The Stuck Bit

A number of years ago I was doing engineering design analysis using a large main frame computer. The program I was using was both complicated and required a lot of precision. This analysis required unusually large amounts of memory to run, so this program was usually run at night when it didn't need to share the computer with a lot of other programs. Occasionally I got obviously erroneous results. The computer did not give the same result on runs with the same data. I did several test runs to verify the problem and got the same bad results a couple of times and apparently correct but not quite exactly the same results on some other runs. All the results should have been exactly the same.

I informed the computer staff that I believed there was a problem with the computer and showed them the the results of my runs. Some weeks later, and only because I knew some of the computer staff well, I found out the following. There had been several complaints about bad results over the previous year but they had been unable to find a problem and assumed they were, like most problems, user coding errors. After our discussion they used my program as a diagnostic tool.

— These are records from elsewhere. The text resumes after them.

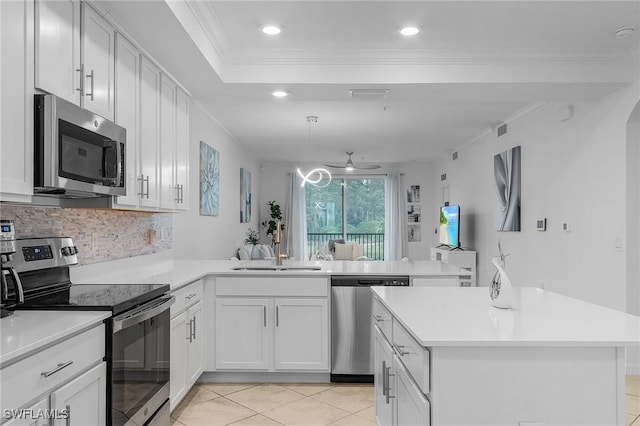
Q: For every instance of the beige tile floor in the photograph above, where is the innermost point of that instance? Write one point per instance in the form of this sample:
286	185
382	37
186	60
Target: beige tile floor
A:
305	405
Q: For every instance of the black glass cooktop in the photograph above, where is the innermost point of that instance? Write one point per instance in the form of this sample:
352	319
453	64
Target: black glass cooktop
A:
116	298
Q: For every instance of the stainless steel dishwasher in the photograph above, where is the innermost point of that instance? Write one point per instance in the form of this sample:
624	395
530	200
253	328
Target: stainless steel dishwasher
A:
352	325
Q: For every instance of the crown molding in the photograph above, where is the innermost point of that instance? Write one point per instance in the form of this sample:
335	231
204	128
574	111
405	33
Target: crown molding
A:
215	120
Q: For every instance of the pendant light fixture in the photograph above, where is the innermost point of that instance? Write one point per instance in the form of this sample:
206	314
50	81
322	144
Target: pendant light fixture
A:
317	177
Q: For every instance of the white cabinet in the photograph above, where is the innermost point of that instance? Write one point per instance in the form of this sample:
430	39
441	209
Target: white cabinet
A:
149	143
182	150
186	341
245	317
301	334
465	259
384	386
285	329
57	42
178	379
169	193
412	407
74	60
97	56
16	102
83	399
39	406
70	375
127	113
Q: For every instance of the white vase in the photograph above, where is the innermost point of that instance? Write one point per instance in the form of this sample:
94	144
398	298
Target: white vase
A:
500	290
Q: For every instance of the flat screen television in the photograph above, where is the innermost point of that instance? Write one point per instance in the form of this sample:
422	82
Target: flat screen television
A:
449	231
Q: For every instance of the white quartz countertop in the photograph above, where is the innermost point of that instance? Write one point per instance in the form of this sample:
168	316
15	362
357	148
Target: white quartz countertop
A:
178	273
456	316
28	331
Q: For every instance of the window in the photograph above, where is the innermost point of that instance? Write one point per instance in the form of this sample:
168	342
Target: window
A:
348	208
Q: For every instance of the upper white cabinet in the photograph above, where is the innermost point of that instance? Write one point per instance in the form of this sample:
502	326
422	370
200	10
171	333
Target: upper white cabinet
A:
182	150
57	41
169	193
127	112
75	61
97	57
149	143
16	102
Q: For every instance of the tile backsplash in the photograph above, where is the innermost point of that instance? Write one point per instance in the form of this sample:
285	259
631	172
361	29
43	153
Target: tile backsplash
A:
100	235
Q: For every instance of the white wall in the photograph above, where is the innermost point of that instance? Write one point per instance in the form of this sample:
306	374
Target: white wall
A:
573	171
215	237
274	185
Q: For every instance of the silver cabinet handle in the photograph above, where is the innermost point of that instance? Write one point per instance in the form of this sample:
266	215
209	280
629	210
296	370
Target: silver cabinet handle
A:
389	396
384	378
92	79
55	370
81	88
399	349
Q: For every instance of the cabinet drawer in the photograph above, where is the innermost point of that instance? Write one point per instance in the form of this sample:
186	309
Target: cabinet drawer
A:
414	356
26	378
187	296
382	318
272	286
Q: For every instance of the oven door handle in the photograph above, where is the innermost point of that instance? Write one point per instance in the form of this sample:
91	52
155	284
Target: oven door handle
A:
142	314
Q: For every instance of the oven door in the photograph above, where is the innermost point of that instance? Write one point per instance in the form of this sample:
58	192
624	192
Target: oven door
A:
140	362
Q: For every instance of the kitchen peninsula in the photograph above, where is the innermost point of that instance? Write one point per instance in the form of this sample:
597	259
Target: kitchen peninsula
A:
445	356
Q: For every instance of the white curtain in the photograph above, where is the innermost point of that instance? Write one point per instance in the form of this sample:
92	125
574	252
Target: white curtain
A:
395	214
295	219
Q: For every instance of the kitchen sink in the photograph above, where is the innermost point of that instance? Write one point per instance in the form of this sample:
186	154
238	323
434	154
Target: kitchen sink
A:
276	268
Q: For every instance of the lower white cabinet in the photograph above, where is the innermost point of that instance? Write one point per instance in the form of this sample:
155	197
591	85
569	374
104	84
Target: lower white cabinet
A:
83	399
70	375
412	407
285	329
186	341
384	388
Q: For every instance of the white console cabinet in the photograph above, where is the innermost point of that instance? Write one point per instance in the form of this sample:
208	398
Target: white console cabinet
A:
465	259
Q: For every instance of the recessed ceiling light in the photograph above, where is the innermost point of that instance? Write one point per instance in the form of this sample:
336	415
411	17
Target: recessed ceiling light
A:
409	31
271	29
623	32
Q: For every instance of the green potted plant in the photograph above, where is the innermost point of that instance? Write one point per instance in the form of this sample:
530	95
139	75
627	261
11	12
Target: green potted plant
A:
253	238
276	216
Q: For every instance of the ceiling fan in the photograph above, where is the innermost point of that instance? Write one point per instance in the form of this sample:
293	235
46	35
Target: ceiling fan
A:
349	166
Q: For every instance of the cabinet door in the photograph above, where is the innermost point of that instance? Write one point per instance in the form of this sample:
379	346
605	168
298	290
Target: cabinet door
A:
39	406
242	334
84	398
127	92
16	102
195	344
182	150
149	132
301	334
412	407
97	57
168	192
178	377
383	378
57	44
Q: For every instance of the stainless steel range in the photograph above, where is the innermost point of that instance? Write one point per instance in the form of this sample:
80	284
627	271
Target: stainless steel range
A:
137	337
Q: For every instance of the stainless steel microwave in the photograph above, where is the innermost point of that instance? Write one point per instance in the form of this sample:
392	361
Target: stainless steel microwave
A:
76	153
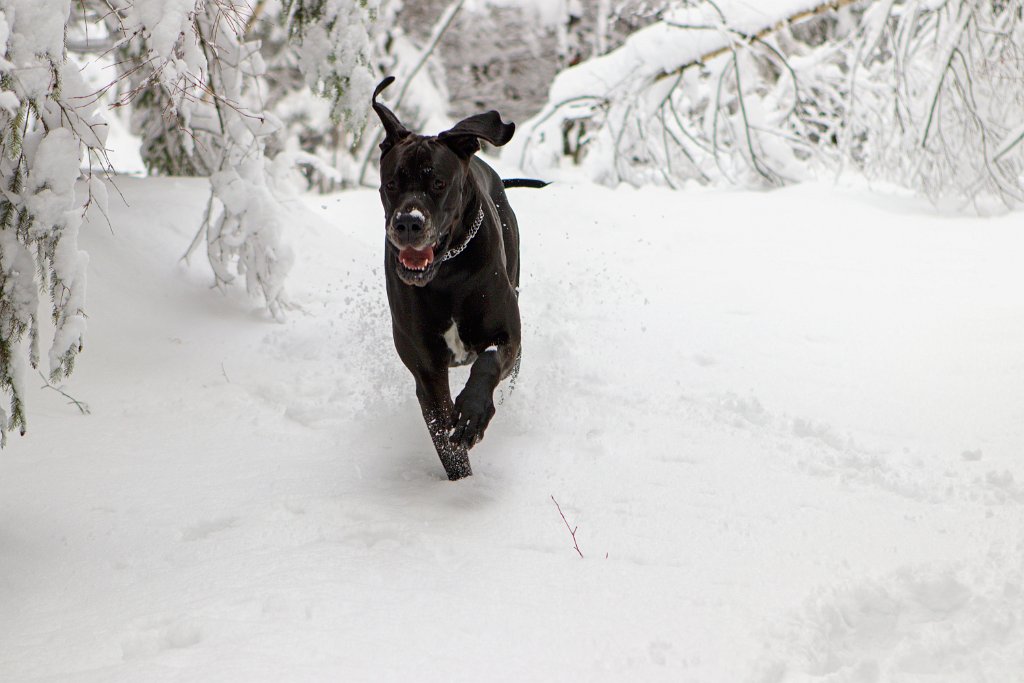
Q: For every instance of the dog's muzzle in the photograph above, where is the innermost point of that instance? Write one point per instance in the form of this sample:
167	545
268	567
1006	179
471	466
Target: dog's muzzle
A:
416	240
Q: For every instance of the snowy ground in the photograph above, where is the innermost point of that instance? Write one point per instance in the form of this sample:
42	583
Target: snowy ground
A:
787	425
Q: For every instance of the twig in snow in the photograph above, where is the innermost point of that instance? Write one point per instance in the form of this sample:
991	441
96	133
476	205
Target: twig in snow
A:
82	407
570	528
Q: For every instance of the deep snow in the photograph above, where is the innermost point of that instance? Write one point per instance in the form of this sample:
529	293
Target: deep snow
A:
787	425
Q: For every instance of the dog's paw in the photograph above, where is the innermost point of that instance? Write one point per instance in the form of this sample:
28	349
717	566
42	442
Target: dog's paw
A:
473	411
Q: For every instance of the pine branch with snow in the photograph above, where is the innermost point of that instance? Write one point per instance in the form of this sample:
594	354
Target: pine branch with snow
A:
46	120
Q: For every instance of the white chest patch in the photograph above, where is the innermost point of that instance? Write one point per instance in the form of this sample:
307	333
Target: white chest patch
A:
460	353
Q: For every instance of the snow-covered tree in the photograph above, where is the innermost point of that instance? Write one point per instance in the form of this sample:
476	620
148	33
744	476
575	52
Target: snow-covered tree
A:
46	122
925	93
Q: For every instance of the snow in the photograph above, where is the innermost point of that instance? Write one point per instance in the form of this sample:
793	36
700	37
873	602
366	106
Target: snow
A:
786	427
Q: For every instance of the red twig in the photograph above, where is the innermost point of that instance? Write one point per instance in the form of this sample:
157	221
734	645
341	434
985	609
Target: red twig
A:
567	525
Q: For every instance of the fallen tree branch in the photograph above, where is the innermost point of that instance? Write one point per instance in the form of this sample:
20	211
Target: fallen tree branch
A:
571	529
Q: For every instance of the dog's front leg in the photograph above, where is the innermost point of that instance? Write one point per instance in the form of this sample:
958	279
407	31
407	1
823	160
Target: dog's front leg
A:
475	404
435	401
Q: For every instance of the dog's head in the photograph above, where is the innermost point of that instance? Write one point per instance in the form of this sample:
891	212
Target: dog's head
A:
424	185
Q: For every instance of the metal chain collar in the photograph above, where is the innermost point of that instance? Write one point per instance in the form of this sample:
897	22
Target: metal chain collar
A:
455	251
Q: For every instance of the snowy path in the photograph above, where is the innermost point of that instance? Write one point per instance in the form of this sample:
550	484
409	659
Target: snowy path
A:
788	427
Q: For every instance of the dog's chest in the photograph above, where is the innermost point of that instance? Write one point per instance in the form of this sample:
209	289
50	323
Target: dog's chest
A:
461	355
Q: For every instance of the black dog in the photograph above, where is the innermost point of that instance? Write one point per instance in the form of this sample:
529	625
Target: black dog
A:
452	265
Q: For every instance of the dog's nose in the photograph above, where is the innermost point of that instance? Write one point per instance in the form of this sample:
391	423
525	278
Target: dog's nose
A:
409	225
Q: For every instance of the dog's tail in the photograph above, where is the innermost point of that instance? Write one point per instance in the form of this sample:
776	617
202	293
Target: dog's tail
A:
523	182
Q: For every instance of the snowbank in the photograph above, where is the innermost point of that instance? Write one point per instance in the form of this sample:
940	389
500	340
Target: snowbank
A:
786	425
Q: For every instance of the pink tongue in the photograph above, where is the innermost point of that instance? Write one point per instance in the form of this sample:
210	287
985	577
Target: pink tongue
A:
415	259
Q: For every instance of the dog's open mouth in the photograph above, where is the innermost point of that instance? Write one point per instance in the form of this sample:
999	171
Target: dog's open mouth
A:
416	259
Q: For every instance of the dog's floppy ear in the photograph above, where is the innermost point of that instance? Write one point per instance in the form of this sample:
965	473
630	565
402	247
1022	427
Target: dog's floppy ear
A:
393	129
464	138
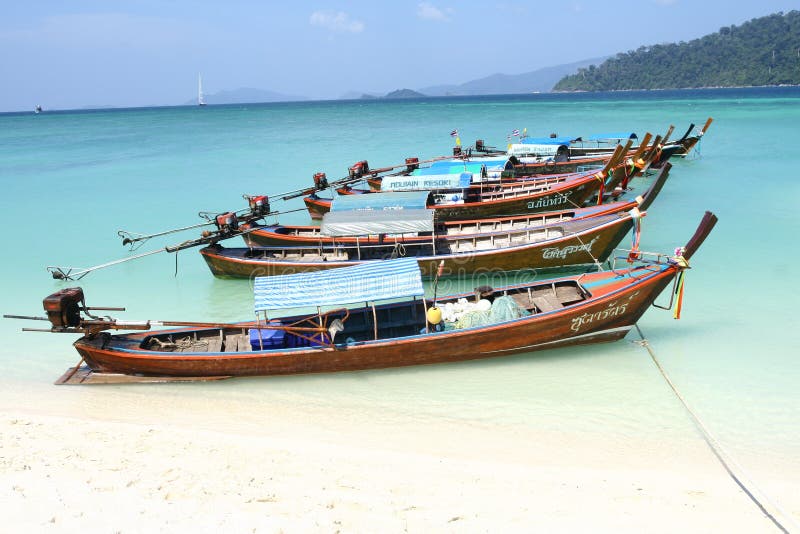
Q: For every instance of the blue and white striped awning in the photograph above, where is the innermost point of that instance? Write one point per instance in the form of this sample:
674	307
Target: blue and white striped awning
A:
546	140
368	282
372	222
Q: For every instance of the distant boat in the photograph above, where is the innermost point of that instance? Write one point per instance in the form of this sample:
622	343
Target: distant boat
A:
200	100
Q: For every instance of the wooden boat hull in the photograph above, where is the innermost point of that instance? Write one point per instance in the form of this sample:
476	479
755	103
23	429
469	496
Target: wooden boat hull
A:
563	196
309	235
617	303
592	241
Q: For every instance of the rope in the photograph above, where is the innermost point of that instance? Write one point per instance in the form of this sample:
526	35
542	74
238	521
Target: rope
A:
715	446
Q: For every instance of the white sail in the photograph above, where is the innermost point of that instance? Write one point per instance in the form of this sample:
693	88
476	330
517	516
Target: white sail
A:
200	100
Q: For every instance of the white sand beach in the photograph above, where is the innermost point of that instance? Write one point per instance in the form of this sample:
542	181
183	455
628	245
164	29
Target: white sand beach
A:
68	474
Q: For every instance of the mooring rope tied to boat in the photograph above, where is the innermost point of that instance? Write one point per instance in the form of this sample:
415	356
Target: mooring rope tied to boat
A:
726	460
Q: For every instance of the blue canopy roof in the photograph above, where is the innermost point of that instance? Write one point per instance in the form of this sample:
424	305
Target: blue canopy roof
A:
615	136
381	201
427	182
546	140
450	168
366	282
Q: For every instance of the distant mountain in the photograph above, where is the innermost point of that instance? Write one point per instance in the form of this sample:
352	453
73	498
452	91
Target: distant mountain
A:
541	80
762	51
404	93
247	95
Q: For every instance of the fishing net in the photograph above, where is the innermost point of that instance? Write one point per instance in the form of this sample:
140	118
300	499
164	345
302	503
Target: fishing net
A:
502	309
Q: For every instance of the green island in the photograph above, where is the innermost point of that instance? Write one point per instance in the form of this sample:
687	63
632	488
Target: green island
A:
762	51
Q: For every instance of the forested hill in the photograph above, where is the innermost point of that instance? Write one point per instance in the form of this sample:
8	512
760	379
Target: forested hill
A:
763	51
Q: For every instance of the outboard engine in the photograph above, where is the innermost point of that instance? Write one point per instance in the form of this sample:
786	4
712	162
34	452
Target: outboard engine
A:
320	181
259	205
359	169
227	222
64	308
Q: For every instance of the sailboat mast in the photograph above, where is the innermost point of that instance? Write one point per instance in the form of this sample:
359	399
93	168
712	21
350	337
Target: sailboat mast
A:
200	101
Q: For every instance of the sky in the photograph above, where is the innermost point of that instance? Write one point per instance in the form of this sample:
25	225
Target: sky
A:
74	54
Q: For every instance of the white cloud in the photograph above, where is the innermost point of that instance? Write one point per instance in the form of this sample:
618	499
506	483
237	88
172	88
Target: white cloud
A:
428	11
338	21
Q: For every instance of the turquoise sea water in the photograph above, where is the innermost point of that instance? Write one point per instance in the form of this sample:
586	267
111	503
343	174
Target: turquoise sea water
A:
70	180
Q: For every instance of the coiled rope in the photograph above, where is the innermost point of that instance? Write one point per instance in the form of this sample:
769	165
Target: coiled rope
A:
715	447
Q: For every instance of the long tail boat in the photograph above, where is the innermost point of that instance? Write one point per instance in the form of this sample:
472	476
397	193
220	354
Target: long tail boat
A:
508	171
578	242
545	314
511	199
600	144
309	235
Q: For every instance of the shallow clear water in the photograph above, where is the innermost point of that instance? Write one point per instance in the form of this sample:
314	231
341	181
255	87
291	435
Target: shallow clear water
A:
71	180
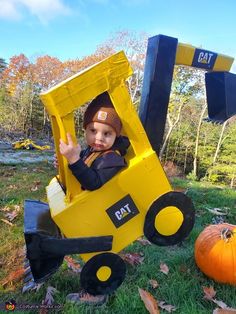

When my program was loaded alone in the computer the error was reproducible. After a lot of work they identified a bad bit in the computer memory. This bit was one of the least significant bits in a variable storage location so it usually did not create obvious errors. My program gave obvious errors because it subtracted two very large number, one of which had the error, and used what should have been a small difference. The error was reproducible since the program was big enough to use the bad bit location when loaded alone.

They fixed the problem, and I ran all my runs again, but I never heard about there being a problem officially. I will never know how many designs were based on errors caused by that bad bit.

Lessons Learned

  1. Very small errors in data or software can occasionally produce big important errors.

  2. Embarrassing problems are sometimes kept hidden by service organizations.